Elite controllers represent a rare population of HIV infected persons who spontaneously control HIV. There is interest in understanding the mechanisms underlying HIV control without treatment in ECs as this may guide strategies aimed at controlling VL without treatment to effect a functional cure in a broader range of HIV infected persons. Elite controllers, unlike those in any other study group, had an anti-HIV Env Ab response able to mediate AD functions that were highly correlated with each other. This has been reported by others (13). Although previous studies have not observed any significant differences between TPs, UTPs, and ECs in terms of the ability of their anti-gp120 Abs to support AD functions, these studies did report that subclass differences and glycosylation patterns could be key actors in HIV control (13, 59). Additionally, in these studies, AD non-neutralizing functions were not normalized to the amounts of HIV-gp120-specific Abs. Here, we demonstrated that the amount of the HIV gp120/Env-specific Abs play a significant role in non-neutralizing functions. Unlike UTP, whose Ab responses are likely driven by high VLs, ECs, maintained high levels of Env-specific Abs with AD functionality despite undetectable VL levels. Furthermore, although ECs and successfully treated TPs had VL levels that were <50 c/ml of plasma, they differed from each other in that ECs maintained high anti-gp120/Env levels while TPs did not. How ECs maintain high levels of anti-Env/gp120-specific Abs is not well understood. One possibility is that ECs may have a significantly higher HIV antigen-specific memory B cell response than HIV⁺ subjects on-ART (75) and untreated persons in chronic phase infection (76). Alternatively, B cells may be stimulated by a low-level of systemic HIV replication that is generally undetectable by currently available VL measuring tools (77–80). Whether ECs display a unique memory B cell phenotype that is different from other groups in our study is worth investigating (75).

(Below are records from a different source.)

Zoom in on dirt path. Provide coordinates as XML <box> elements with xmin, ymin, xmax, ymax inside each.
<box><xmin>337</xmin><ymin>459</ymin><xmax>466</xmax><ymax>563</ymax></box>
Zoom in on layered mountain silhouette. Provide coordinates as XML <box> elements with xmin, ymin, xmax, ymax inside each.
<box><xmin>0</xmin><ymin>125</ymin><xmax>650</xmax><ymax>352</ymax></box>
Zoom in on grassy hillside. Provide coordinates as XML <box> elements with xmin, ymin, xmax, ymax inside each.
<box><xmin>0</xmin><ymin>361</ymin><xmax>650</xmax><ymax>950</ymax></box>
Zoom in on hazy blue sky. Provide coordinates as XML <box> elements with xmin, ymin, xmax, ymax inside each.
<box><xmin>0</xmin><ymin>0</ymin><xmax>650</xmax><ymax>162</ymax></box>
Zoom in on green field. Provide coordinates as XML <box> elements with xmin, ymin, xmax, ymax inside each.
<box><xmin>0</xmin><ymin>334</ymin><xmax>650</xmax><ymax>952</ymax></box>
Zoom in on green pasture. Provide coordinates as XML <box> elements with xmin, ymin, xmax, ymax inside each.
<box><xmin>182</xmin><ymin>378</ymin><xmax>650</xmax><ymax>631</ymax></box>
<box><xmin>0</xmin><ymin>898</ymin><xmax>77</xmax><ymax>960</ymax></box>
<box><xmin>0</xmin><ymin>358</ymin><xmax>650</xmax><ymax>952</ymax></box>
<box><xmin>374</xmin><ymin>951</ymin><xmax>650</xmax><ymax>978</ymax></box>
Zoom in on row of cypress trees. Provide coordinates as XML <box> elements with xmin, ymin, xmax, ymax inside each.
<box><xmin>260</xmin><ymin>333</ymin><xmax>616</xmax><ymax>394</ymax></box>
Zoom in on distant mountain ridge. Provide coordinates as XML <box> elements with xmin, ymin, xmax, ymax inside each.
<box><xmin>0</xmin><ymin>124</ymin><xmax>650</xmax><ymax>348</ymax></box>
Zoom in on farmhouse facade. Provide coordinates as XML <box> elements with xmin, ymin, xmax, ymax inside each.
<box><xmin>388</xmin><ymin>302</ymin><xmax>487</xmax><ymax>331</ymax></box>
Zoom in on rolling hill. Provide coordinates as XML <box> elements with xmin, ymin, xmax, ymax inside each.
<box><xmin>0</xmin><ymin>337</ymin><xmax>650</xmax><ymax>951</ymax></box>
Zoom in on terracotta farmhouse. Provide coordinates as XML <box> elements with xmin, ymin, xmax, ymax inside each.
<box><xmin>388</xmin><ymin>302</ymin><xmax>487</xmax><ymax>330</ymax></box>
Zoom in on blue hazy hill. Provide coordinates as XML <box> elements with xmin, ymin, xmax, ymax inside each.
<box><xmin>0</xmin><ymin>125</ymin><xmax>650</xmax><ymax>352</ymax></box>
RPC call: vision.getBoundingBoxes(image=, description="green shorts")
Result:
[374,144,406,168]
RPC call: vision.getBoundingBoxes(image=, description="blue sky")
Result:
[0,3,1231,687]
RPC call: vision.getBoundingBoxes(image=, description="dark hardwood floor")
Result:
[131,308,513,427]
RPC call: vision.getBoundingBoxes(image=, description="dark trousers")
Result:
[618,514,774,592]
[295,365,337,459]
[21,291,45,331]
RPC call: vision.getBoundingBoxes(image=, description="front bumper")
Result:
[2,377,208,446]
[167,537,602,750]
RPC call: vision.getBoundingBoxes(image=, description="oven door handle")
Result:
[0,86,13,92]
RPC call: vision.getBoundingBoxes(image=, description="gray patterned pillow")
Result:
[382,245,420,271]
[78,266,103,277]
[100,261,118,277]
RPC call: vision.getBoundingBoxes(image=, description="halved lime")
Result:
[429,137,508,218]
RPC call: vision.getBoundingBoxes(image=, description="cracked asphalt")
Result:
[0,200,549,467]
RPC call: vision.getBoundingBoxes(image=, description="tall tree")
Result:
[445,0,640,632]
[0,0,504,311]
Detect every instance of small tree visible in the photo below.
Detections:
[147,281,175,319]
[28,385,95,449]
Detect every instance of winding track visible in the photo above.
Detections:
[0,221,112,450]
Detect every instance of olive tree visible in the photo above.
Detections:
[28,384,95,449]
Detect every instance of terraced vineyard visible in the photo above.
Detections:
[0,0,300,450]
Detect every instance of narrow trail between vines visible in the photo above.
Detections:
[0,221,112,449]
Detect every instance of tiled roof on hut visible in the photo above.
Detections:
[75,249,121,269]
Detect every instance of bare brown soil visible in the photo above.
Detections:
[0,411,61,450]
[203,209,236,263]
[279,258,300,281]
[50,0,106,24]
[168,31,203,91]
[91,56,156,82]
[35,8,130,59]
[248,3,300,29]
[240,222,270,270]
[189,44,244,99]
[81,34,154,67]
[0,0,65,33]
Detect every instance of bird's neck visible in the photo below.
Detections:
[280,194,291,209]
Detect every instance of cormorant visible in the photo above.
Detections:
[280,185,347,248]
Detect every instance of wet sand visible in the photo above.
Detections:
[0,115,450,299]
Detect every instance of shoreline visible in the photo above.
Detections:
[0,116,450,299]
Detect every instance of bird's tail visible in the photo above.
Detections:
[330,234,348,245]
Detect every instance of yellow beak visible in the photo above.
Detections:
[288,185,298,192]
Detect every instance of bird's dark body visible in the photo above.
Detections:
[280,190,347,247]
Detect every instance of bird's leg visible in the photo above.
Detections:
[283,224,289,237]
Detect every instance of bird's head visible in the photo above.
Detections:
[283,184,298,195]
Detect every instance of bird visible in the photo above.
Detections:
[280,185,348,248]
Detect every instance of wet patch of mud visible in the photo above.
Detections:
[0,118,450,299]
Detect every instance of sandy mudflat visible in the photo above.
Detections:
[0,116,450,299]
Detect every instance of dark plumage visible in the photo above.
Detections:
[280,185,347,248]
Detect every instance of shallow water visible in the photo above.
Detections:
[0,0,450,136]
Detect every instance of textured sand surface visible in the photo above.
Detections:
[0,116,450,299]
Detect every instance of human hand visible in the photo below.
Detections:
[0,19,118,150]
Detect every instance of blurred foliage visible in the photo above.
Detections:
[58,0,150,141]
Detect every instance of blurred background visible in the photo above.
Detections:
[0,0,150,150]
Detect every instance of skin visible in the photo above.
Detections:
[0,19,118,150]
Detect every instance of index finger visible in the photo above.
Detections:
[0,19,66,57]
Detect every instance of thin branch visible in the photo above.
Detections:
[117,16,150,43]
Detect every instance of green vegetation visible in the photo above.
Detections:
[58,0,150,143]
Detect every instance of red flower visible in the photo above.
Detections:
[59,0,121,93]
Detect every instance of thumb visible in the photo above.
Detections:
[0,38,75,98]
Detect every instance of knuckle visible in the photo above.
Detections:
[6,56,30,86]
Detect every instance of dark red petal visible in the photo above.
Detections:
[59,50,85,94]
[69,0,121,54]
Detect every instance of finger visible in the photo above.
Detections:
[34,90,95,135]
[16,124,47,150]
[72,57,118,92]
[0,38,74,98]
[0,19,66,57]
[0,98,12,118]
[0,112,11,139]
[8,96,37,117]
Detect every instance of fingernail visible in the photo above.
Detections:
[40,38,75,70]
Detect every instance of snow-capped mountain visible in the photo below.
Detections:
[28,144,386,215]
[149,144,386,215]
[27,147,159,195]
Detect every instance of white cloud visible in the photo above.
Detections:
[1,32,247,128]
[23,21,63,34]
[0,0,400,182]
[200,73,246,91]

A limitation of this study is the choice of HIV BaL Env in the construct used to infect CEM cells and generate siCEM cells. BaL Env is macrophage tropic, has a Tier 1 phenotype and requires little CD4 to support infection. Another limitation is the use of a single Env for these studies. Future experiments should substitute BaL Env with Envs from isolates that more closely resemble circulating viruses, transmitting/founder viruses, Envs from HIV clades other than clade B and Envs being used in vaccine constructs.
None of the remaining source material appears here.